Turn right at that Stewart's, and by the time you reach White Lake, Despair will slowly begin to release it's hold on you. What once was Max Yazgur's dairy farm, the location of the Woodstock festival way back in August 1969, it's beautiful land in the summer, rolling green hills and patches of forest south of Filippini Pond. But yesterday wasn't summer. The clouds had broken apart by the time we reached the memorial marker, but Jesus it was bitterly cold. And snow had just begun to fall. There was a wind that would flay the skin right off your bones. I stood there, noting the natural amphitheater formed by the pasture's topography and recognizing the spot at the bottom of the hill where the stage had been. I posed for a photo. And then we got back into the car. It was just too goddamn frigid. The fields were full of crows, Canada geese, and ravens. We drove something like four hours to see a point of the map where we spent no more than ten minutes.

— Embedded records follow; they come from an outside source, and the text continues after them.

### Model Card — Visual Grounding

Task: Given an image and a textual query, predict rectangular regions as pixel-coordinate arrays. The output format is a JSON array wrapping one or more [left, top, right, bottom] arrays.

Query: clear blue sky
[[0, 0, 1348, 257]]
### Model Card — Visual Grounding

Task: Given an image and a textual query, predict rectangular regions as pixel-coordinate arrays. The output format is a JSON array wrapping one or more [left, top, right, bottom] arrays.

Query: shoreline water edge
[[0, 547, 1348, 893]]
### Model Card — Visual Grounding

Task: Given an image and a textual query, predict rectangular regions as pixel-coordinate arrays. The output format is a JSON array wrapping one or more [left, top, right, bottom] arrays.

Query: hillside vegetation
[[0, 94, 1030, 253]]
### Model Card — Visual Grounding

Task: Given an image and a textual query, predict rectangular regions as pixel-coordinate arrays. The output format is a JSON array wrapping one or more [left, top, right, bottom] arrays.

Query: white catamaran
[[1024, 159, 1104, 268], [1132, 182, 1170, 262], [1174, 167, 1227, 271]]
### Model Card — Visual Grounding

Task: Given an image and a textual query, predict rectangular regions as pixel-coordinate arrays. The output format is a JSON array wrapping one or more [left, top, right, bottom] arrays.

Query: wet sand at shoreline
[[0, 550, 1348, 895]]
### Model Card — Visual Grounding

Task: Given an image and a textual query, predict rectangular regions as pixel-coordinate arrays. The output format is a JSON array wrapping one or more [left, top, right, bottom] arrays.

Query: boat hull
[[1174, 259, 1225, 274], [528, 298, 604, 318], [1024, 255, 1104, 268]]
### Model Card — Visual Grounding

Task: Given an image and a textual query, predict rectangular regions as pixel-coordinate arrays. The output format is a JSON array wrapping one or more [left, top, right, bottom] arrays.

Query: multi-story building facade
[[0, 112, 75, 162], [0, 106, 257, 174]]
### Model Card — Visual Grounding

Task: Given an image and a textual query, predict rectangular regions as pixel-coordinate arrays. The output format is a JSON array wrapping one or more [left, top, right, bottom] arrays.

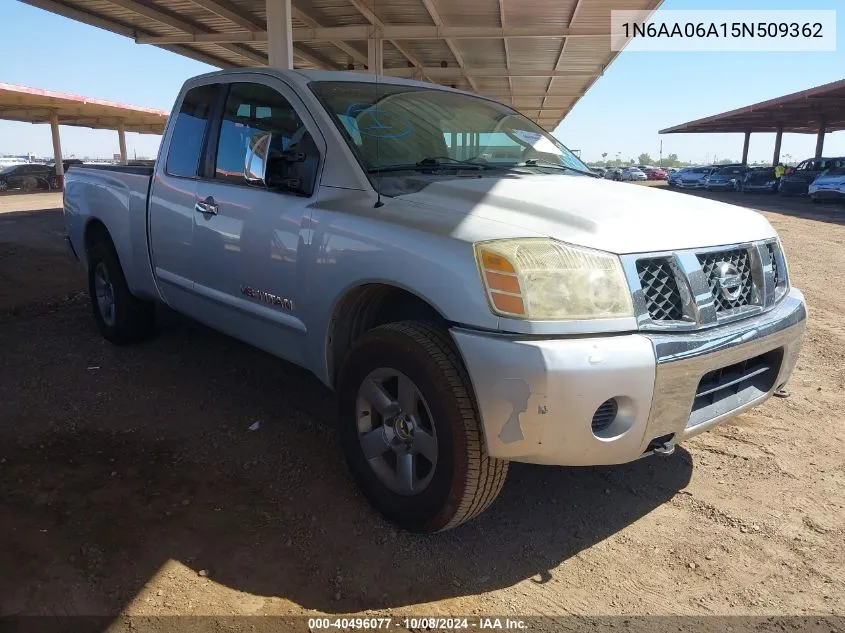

There was a breath of relief when we'd put Sullivan County behind us and were once again safely in Ulster. Oh, and there was the World's Third Largest Lawn Gnome (13+ feet high). He used to be the first, but some assholes in Iowa and Poland had to build bigger lawn gnomes. We drove home with the setting sun making a Maxfield Parish painting of the clouds and the long, stony bulwark of Shawangunk Ridge barring the path to the Hudson.
Oh, and there was some really nice Devonian stratigraphy along the roads. Two photos:
"Aw, Man. I missed Country Joe and the Fish? Shit."
You were warned.
Photographs Copyright © 2015 by Kathryn A. Pollnac
Oh, and you should read this, by Chuck Wendig: "Fuck You, Clean Reader: Authorial Consent Matters". Seriously. Read it. Don't pull that "tl;dr" crap.
Oh, this link as well, from the New York Times: "How ‘You Do You’ Perfectly Captures Our Narcissistic Culture". Before this morning, I swear I'd never heard "you do you" or "you do." Lucky fucking me.
Now, I have to finish packing and have another Red Bull. I think Neil's stopping in before we leave at 3 p.m. See you in Providence.